Some might argue that modern society is tending this way, or, indeed, has already arrived there.
The steady erosion of the concept of heroism that Lindberg chronicles in his 200-page essay could be seen as the ultimate proof of this decadence. It may seem that we spurn or dishonor those who offer to give their lives for us, preferring to venerate instead the athlete, the pop singer, the powerful and profligate, the famous-for-being-famous, and those who pander to our basest passions. Lindberg acknowledges this cultural momentum and regrets it, but he refuses to despair.
For as Lindberg reminds us, we stand awe-struck and admiring before the pilot who set his crippled plane down safely on the Hudson River; before the passengers of a doomed flight who rushed the cockpit rather than allow terrorists to fly it into its target; before the fireman who risks all because there might be someone in that burning house—and before the soldier who gives his life for his country. Our culture is not so degenerate that we no longer value heroes; it is just that we no longer distinguish between heroism and greatness or even simple fame.
The Heroic Heart thereby performs an important service. It rejects the absolutist notion that the dilution of heroism equals its destruction. Frequently invoking the example of Achilles, “great in his greatness,” which did not depend on the perceptions of mere mortals, Lindberg suggests that heroism is partly inherent. That is, a hero risks—or gives—his life for others, whether they honor him or not.

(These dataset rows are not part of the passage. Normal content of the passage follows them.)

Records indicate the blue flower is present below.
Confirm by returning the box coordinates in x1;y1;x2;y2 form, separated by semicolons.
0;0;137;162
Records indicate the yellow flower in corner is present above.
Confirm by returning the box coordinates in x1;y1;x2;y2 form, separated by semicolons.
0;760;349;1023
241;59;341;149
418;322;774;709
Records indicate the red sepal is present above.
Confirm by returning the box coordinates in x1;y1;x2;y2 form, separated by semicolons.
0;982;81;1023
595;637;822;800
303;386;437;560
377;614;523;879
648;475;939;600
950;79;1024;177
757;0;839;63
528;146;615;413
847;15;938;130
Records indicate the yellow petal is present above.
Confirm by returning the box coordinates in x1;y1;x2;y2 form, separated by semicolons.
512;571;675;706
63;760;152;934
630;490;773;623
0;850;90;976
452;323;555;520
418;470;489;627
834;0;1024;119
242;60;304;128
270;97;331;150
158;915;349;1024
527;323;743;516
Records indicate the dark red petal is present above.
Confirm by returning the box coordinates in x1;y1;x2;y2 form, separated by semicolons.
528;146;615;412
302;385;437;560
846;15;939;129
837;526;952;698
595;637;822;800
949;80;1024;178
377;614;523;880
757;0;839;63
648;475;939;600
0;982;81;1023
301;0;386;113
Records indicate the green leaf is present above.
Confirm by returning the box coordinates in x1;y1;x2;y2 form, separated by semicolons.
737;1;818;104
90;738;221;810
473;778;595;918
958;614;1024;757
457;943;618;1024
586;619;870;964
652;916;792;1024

Heroes also challenge their societies. If self-sacrifice is one element of heroism (and the dominant one in modern notions), superhuman or at least extraordinary performance is another. The earliest Western heroes were demigods whose powers couldn’t be matched by humans. Later, fully human heroes such as Alexander and Caesar nevertheless stood far above their fellows in the gifts of command. Lindberg might have noted in addition the rituals that the classical Greeks required of victors in the Olympic games to reintegrate themselves into the society from which their special athletic prowess had estranged them. The hero’s superiority has always led to tension with his community.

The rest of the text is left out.